2° La société reproche aussi à l’expert-comptable d’avoir commis des erreurs dans la tenue de la comptabilité, en omettant notamment de passer en perte des créances non recouvrables et d’inscrire en compte les conséquences financières du redressement fiscal, et elle demande à être indemnisée à hauteur de ces sommes.
Cette demande est aussi rejetée, car le lien de causalité entre les fautes reprochées et le préjudice allégué par la société n’était pas établi. Le non-recouvrement des créances n’était pas dû aux anomalies comptables, mais à l’ouverture de procédures collectives à l’encontre des débiteurs ou à l’inexistence même des créances. De même, le traitement comptable erroné du redressement fiscal n’était pas la cause des sommes réclamées par l’administration, et la société n’invoquait aucune faute de l’expert-comptable ayant pu contribuer à ce redressement fiscal. Par ailleurs, si l’expert-comptable avait par erreur enregistré une facture sous le nom d’un autre client et présenté une facture impayée comme réglée, le lien de causalité entre ces fautes et l’irrecouvrabilité de ces créances n’était pas non plus établi ; en effet, pour assurer le suivi du règlement des factures, les dirigeants de la société ne se référaient pas à la comptabilité, mais à un tableau établi en interne par un salarié de la société.
A noter :
La preuve de la réalité d’une faute commise par un expert-comptable ne suffit pas à engager sa responsabilité ; encore faut-il, selon les règles de droit commun de la responsabilité civile, qu’il existe un lien de causalité entre le dommage subi et la faute.

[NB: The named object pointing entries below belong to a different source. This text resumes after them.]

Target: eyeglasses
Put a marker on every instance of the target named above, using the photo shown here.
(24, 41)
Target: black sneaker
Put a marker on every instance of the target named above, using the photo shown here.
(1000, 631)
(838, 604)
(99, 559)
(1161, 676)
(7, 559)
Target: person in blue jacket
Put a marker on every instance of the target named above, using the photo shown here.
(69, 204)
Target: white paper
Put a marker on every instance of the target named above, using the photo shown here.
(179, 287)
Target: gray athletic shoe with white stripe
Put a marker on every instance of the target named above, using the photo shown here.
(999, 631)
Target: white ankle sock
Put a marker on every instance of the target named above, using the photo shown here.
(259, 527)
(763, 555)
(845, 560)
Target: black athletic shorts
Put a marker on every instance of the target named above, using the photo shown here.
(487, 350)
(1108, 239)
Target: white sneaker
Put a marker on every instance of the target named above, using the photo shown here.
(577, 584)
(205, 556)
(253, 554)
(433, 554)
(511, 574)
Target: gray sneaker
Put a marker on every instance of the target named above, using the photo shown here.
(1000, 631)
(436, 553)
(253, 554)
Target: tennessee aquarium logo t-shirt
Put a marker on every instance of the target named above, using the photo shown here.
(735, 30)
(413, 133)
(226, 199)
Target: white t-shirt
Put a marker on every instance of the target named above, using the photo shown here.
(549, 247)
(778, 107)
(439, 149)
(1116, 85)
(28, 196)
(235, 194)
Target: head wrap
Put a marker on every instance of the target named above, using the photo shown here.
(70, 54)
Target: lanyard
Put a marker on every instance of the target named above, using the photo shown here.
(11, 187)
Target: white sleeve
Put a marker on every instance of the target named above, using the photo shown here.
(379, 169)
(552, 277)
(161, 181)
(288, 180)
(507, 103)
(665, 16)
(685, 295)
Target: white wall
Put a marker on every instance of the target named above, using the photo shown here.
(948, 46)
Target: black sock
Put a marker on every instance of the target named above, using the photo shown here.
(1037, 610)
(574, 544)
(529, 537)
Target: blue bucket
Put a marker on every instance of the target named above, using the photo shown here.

Par exemple, il a été jugé que la cause exclusive du préjudice d’une société victime de détournements financiers ne résidait pas dans les fautes que la société reprochait à son expert-comptable et à son commissaire aux comptes dans l’exécution de leur mission mais dans sa propre faute de ne pas avoir mis en place les mesures de contrôle que ces derniers lui recommandaient (Cass. com. 3-3-2009 n° 07-18.614 F-D : RJDA 5/09 n° 448). De même, n’engage pas sa responsabilité l’expert-comptable d’une société qui a, à tort, inscrit au crédit du compte courant de l’associé gérant une somme qui aurait dû être portée dans les comptes sociaux, car le redressement fiscal subi ensuite par cet associé au titre de ce compte courant résultait de son seul choix de ne pas déclarer cette somme (Cass. com. 15-6-2022 n° 19-17.196 F-D : RJDA 11/22 n° 642). L'arrêt commenté en fournit une nouvelle illustration.